Using Group Chats, for example, for everyone doing the Challenge in a particular week, can give your Challenge participants access to you — and each other — to share questions, stories, and feedback.
There are is a wide scale of how much time you can put into this on a weekly basis, and you should price your Challenges accordingly. Consider what experience you would need to give each client that would make it impossible for them to say no to an ongoing relationship. That’s the experience you can aim for — the above and beyond.
They’re a Low-Cost Entry Point for Clients to Access Your Expertise
Go on Pinterest and you’ll find countless fad diet Challenges for free, but many smart consumers know that experienced and practiced advice comes with a price — even if it’s a small one. By creating a 7-Day Challenge, you’re giving access to those who might not think they can afford your more personalized services. This low-cost commitment is a way to share your expertise with more people, both helping others and increasing awareness of your practice and services.
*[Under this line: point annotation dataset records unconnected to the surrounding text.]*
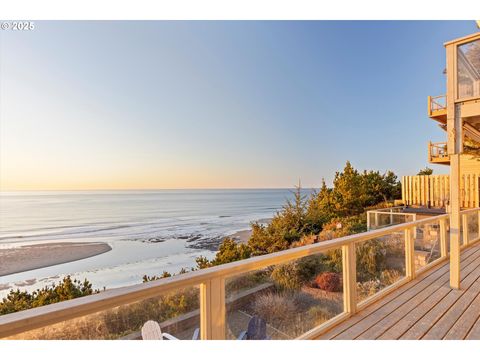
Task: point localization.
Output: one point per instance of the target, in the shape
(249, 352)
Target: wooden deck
(425, 308)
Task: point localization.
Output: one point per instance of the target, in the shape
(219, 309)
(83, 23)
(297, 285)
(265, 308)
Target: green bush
(67, 289)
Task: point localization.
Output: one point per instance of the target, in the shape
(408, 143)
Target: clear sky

Put a personal spin on your 7-Day Challenge with a unique name or plan that includes a specific calling card — say, a particular kind of supplement, smoothie ingredient or time saving/mindfulness tip. Your challenge shouldn’t be based on diet trends but should be an extension of the personalized advice you would give in your practice — condensed into a week.
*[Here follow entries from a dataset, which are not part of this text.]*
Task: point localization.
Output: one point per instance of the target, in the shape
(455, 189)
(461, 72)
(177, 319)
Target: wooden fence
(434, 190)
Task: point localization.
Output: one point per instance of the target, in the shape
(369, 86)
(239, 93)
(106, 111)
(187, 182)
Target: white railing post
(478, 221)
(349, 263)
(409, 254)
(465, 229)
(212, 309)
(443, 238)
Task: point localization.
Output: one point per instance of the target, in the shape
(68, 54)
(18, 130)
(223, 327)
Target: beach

Week-long challenges are typically priced anywhere from $9.99 to $89.99 for a downloadable PDF and a wide range of support options. Consider how much time you’re willing to give to these Challenges each week, knowing that close support could end up paying off in the long run.
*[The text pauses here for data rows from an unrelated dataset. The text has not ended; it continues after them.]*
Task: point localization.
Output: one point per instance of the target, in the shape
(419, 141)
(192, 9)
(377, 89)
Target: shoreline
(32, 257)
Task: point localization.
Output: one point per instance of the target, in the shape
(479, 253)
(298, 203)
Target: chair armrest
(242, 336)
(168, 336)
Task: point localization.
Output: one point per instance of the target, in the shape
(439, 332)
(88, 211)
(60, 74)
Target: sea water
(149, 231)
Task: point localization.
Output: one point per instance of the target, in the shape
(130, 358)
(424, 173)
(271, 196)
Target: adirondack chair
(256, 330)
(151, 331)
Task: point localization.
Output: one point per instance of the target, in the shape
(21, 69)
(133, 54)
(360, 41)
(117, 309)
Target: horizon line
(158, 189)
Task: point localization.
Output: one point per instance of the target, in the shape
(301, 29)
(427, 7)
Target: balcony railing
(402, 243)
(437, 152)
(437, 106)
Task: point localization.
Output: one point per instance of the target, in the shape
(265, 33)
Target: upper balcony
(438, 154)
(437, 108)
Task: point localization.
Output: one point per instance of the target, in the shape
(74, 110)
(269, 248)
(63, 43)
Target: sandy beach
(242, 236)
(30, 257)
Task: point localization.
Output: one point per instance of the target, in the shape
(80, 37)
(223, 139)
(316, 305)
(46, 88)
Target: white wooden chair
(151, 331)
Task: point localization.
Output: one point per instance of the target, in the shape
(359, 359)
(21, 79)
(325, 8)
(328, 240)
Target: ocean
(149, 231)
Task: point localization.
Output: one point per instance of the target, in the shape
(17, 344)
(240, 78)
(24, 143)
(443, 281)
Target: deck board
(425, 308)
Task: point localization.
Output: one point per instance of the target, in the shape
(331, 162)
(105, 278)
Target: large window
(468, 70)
They Increase Social Media Followers/Newsletter Subscribers
Even if participants don’t sign-up with you right away after completing the challenge, all hope is not lost. In order to receive the downloaded information for the Challenge, the clients had to give you their email address and also follow you on social media. You still have access to these potential clients and they are still in your sales funnel. It’s an opportunity for you to provide more value through your newsletters or social media that will keep them coming back for more.
To add value, you want to find a middle ground between posting too much and too little. If you post five times a day on Instagram and send out a newsletter every day, Challenge followers might unfollow or unsubscribe, no matter what content you’re sharing. But if you post once a day and release a weekly or monthly newsletter filled with tips, news and offers, more of your Challenge clients are likely to keep you around.
Consider making an ad group or newsletter email list segment specifically for Challenge participants who haven’t signed on for more work right away. They won’t want to be bombarded but will want to hear about possible deals or other short-term challenges.
We’ve covered the four major reasons why 7-Day Challenges can be an excellent revenue stream or an easy entry point for new clients — but it’s important to remember that these Challenges are not just set it and forget it. They should be taken seriously and will need additional time and effort.
As health and wellness professionals, we have the knowledge to help people live better and healthier lives. Because of this, it’s important to provide only the best information possible for each paying or pro-bono client and be upfront about what the Challenge is and isn’t.